Target reported revenues of $30.45 billion, down 1.5% year on year, in line with analysts’ expectations. The business had a strong quarter with full-year EPS guidance exceeding analysts’ expectations and a beat of analysts’ EPS estimates.

The market seems content with the results as the stock is up 1.4% since reporting. It currently trades at $114.75.
Is now the time to buy Target? Access our full analysis of the earnings results here, it’s free.
Weakest Q4: Grocery Outlet (NASDAQ: GO)
Due to its differentiated procurement and buying approach, Grocery Outlet (NASDAQ: GO) is a discount grocery store chain that offers substantial discounts on name-brand products.
Grocery Outlet reported revenues of $1.22 billion, up 10.7% year on year, falling short of analysts’ expectations by 0.6%. It was a softer quarter as it posted full-year revenue guidance missing analysts’ expectations significantly and full-year EBITDA guidance missing analysts’ expectations significantly.
As expected, the stock is down 32.3% since the results and currently trades at $5.95.
Read our full analysis of Grocery Outlet’s results here.

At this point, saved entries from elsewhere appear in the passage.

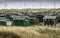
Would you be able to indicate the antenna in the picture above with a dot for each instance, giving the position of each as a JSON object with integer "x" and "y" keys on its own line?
{"x": 54, "y": 7}
{"x": 5, "y": 5}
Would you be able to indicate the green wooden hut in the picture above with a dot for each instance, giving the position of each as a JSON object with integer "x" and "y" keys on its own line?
{"x": 4, "y": 21}
{"x": 20, "y": 21}
{"x": 50, "y": 20}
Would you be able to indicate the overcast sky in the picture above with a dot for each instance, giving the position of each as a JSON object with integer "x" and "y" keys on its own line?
{"x": 29, "y": 4}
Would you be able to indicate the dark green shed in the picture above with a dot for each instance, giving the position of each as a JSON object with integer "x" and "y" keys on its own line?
{"x": 4, "y": 21}
{"x": 50, "y": 20}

Dollar Tree (NASDAQ: DLTR)
A treasure hunt because there’s no guarantee of consistent product selection, Dollar Tree (NASDAQ: DLTR) is a discount retailer that sells general merchandise and select packaged food at extremely low prices.
Dollar Tree reported revenues of $5.45 billion, up 9% year on year. This print was in line with analysts’ expectations. However, it was a slower quarter as it logged a significant miss of analysts’ EBITDA estimates and EPS guidance for next quarter missing analysts’ expectations.

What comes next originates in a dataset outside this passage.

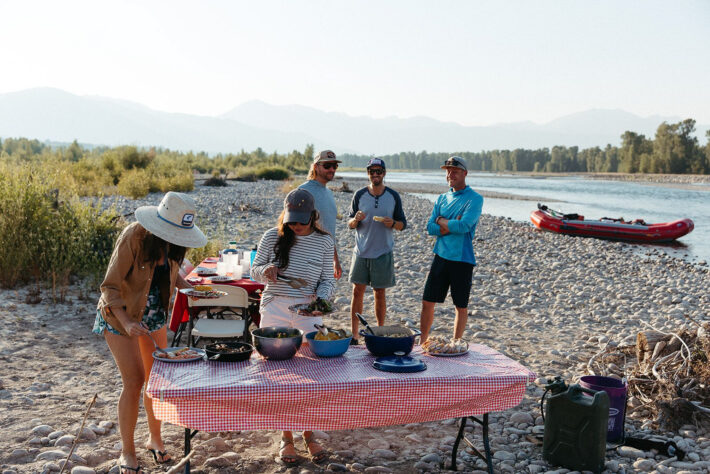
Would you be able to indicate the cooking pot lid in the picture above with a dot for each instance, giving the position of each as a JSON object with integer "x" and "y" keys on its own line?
{"x": 399, "y": 363}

Dollar Tree had the weakest full-year guidance update among its peers. The stock is flat since reporting and currently trades at $107.40.
Read our full, actionable report on Dollar Tree here, it’s free.
Kroger (NYSE: KR)
With a sprawling network of over 2,400 locations offering digital pickup services, Kroger (NYSE: KR) operates supermarkets, pharmacies, and fuel centers across 35 states, offering customers groceries, household items, and private-label products.

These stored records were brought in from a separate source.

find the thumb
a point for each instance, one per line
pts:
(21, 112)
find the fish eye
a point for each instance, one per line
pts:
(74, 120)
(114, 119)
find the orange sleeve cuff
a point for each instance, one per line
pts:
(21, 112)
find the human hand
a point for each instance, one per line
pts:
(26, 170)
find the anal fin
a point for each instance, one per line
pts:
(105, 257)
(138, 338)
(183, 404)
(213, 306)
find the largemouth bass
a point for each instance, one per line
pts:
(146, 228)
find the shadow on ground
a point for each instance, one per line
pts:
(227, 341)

Kroger reported revenues of $34.73 billion, up 1.2% year on year. This result missed analysts’ expectations by 0.8%. Zooming out, it was a mixed quarter as it also logged a narrow beat of analysts’ gross margin estimates but a slight miss of analysts’ revenue estimates.
Kroger had the weakest performance against analyst estimates among its peers. The stock is up 8.3% since reporting and currently trades at $73.62.
Read our full, actionable report on Kroger here, it’s free.
Market Update
Late in 2025 into early 2026, there was hand wringing around artificial intelligence. For software companies, the fear was that AI would erode pricing power and compress margins as new tools made it easier to replicate what once required expensive enterprise platforms. Crypto investors had their own version of the same anxiety: if AI agents could trade, allocate capital, and manage wallets autonomously, what exactly was the long-term value of today’s crypto infrastructure?
These concerns triggered a noticeable rotation away from these sectors and into safer havens. But markets rarely dwell on one narrative for long. Spring 2026 came, and the focus shifted abruptly from technological disruption to geopolitical risk. The US’ conflict with Iran became the dominant driver of market psychology, and when geopolitics takes center stage, the script changes quickly. Investors stop debating growth rates and start worrying about oil supply, inflation, and global stability.